WASHINGTON, D.C, – Yesterday, Senator Jim Banks (R-Ind.) introduced the Providing Complete Information to Retirement Investors Act. This bill would require retirement plans to help workers better understand their investment options by clearly explaining the difference between professionally managed funds and self-directed investments. Additionally, it would explain the risks to participants when they move money into non-fiduciary options. Senator Bill Cassidy (R-La.) is an original cosponsor of this bill.
Senator Jim Banks: (R-Ind.): “Americans work hard for their retirement, and their money should be working for them, not to fund the Left’s woke agenda. This bill makes sure retirees know exactly where their savings are going so they can invest with confidence and common sense.”
Senator Bill Cassidy (R-La.): “Fiduciaries’ sole responsibility is to prioritize what is best for the workers’ hard-earned savings. These pro-worker, pro-family bills protect millions of Americans’ retirement savings from political ideology.”

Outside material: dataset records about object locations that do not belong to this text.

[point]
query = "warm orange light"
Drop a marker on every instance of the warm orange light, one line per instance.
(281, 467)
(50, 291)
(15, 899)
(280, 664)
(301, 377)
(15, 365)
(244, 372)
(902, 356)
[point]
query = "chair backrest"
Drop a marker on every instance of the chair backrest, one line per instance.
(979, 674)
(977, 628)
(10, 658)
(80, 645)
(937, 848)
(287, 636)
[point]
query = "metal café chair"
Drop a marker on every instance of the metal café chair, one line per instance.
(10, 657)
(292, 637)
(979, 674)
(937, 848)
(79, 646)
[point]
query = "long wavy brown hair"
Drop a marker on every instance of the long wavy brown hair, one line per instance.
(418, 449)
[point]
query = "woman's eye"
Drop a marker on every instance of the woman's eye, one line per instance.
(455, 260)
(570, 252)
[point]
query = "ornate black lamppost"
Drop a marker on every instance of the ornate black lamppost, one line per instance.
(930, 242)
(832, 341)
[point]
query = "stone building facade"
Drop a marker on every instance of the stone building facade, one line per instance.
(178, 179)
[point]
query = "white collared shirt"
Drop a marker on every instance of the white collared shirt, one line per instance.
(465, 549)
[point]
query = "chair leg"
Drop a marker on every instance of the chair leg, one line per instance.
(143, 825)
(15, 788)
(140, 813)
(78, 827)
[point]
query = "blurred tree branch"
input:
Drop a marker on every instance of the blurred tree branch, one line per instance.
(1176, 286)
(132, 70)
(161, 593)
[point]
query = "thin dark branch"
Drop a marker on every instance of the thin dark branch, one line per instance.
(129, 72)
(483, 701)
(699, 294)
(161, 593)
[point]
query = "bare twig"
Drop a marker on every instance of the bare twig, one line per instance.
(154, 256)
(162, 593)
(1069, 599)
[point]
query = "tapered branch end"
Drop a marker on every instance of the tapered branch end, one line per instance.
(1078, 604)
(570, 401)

Key Provisions of the Providing Complete Information to Retirement Investors Act are:
- Requires employer-sponsored defined contribution plans to explain to participants the difference between choosing investments selected by Employee Retirement Income Security Act (ERISA) fiduciaries and those self-selected through a brokerage window.
- Requires ERISA-governed plans to provide a notice to investors each time they allocate money into or out of a brokerage window that such investments were not selected by a fiduciary and may result in lower returns.
Full text of the bill can be found here.
Background:
In recent years, left-wing investment firms have mismanaged the hard-earned retirement savings of millions of Americans through so-called “Environmental, Social, Governance” (ESG) plans. ESG funds intentionally prioritize left-wing social priorities over business fundamentals when they select investments. Several academic studies have found that ESG funds result in lower returns for investors. Some ESG funds have sought greater business by soliciting 401(k) investors to self-direct their retirement savings through a “brokerage window.” This poses increased risk for investors, as investment plans selected through a brokerage window do not have a fiduciary responsibility to look out for the investor’s best interests.
This bill passed the U.S. House of Representatives in September 2023 as part of the Roll Back ESG To Increase Retirement Earnings Act.